# new driftwood carvings



## metal man (Mar 30, 2006)

I've been hard at it for a few months trying to get ready for the Rockport art show and I survived. Here are a few photos of the latest projects. Time to get back to the heat and make a few more.


----------



## bill (May 21, 2004)

I love them! Hard to pick my favorite...leaning towards the tarpon


----------



## Danny O (Apr 14, 2010)

That's a great idea.

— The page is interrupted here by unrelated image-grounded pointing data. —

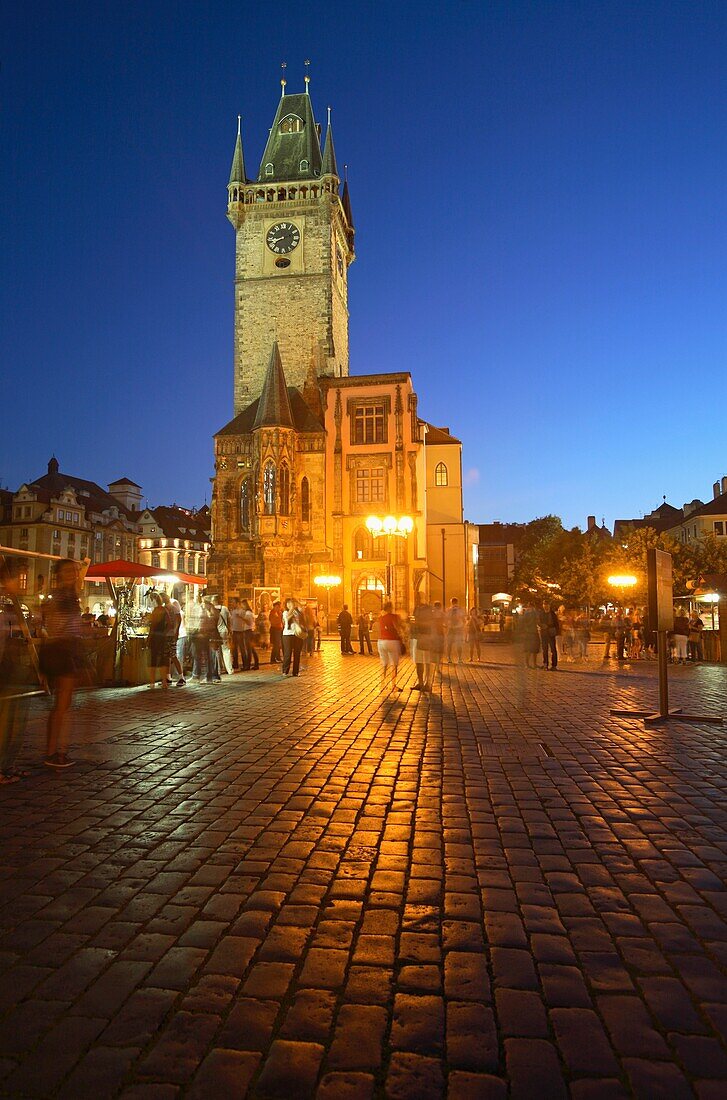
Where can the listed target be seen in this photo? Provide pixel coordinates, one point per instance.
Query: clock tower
(294, 244)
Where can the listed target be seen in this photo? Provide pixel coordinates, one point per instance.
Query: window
(305, 501)
(268, 490)
(285, 490)
(371, 485)
(368, 424)
(244, 505)
(292, 124)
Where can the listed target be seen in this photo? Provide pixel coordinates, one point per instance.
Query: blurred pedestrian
(294, 636)
(63, 660)
(390, 644)
(364, 634)
(17, 672)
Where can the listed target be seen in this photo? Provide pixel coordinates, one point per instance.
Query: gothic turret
(293, 150)
(238, 169)
(274, 406)
(329, 167)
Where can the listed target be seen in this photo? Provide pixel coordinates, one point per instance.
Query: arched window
(285, 490)
(305, 501)
(362, 545)
(268, 490)
(244, 505)
(290, 124)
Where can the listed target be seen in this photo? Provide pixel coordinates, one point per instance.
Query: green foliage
(574, 567)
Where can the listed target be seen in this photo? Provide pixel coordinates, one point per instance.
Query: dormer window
(292, 124)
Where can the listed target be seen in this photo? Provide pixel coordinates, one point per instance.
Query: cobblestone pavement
(307, 888)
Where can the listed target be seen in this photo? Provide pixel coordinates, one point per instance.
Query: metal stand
(663, 713)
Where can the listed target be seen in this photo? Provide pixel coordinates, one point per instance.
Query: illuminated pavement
(304, 888)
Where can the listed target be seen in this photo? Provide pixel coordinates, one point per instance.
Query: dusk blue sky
(539, 191)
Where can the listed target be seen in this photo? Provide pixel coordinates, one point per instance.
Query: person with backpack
(549, 628)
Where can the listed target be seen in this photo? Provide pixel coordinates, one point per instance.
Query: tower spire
(329, 166)
(238, 169)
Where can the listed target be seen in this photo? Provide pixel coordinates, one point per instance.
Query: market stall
(129, 585)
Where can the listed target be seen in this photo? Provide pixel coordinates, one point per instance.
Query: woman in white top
(294, 635)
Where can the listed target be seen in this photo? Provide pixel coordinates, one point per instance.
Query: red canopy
(135, 571)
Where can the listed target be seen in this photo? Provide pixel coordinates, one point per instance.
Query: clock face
(283, 238)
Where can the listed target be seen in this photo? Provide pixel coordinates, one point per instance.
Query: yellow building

I've never seen those before.


----------



## speckle-catcher (May 20, 2004)

I want the sailfish.


----------



## Viking48 (Jan 24, 2006)

Your talent amazes me.


----------



## beswart (Aug 1, 2010)

AWESOME !


----------



## Tortuga (May 21, 2004)

WOW !!!.. You truly are an 'Artist', Sir...

Kudos to ya !!!!


----------



## trodery (Sep 13, 2006)

As always sir..... BEAUTIFUL WORK!

Do you have a website?


----------



## Robert A. (Jan 8, 2009)

That is some great work!!


----------



## metal man (Mar 30, 2006)

Thanks guys. I'm loving it, just wish I had more time to spend at it, working on making that happen. Keep the chips flying.


----------



## SetDaHook (Oct 21, 2010)

Great work...Keep 'em coming


----------



## WillieT (Aug 25, 2010)

That's great. Wish I had a talent.


----------